Oliver Lazenby is finishing his senior year at Western Washington University. He spent his first few years at Western studying such varied topics as environmental science, English and history. After editing and writing for The Planet, Western’s environmental magazine, Oliver decided to major in environmental journalism. Because he enjoys learning about the world around him and telling stories, it has been a good fit. When he isn’t studying, Oliver likes to read, hike, bicycle and skateboard. After graduation, he plans to pursue a career in journalism or environmental communication.

Emily Holt is a senior at Seattle University. An English Literature and Philosophy double major, she is also an editor and writer for the Spectator. She has also reported for the Puget Sound Business Journal and has regularly written on youth violence and homelessness.
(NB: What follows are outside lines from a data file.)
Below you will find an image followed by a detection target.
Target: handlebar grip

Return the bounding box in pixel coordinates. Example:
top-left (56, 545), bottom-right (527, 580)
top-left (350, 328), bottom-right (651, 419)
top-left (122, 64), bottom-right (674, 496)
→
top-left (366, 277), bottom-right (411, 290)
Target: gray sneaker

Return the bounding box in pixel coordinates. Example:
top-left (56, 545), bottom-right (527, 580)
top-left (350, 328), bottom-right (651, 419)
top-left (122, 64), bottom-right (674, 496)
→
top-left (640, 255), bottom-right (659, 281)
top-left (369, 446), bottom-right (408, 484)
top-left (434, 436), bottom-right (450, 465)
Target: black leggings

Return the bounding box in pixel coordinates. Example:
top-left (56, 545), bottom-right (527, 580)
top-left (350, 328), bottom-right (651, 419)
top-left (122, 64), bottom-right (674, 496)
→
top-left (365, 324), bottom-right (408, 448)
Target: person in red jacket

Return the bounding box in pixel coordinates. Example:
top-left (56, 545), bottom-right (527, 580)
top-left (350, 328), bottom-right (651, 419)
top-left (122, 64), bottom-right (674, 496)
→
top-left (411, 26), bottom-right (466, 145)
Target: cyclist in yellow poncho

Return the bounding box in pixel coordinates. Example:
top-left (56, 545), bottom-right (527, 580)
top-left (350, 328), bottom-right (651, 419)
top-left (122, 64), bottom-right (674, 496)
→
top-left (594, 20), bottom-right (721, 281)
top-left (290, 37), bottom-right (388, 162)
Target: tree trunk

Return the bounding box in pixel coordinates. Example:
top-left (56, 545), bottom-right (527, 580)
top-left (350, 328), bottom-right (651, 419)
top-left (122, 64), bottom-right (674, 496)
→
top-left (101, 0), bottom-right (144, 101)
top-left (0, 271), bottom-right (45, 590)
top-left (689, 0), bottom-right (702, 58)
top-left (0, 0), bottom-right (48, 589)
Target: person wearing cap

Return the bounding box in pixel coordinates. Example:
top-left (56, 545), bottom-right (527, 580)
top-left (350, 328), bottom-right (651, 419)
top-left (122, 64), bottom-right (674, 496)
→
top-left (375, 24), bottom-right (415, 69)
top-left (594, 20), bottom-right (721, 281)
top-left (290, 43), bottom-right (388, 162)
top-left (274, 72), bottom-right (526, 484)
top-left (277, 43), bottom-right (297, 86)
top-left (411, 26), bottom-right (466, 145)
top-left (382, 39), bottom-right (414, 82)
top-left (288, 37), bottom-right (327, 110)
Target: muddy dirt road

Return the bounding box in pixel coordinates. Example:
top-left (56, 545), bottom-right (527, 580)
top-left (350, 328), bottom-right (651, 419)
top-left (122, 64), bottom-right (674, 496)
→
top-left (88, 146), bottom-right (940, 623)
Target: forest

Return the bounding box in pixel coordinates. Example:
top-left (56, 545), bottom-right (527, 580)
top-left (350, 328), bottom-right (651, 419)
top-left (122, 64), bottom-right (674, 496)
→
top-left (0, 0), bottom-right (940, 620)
She volunteers at the Bailey-Gatzert elementary school, and was named a 2010 Seattle University Family Homelessness Scholar.

Cassandra Little is a senior at Seattle University double-majoring in strategic communications and public affairs. She has held numerous leadership positions at Seattle U, including president of the Public Relations Student Society of America chapter and member of the Student Executive Council. She has volunteered for several homelessness organizations and is spending her spring break doing service work in Belize. She was named a 2010 Seattle University Family Homelessness Scholar.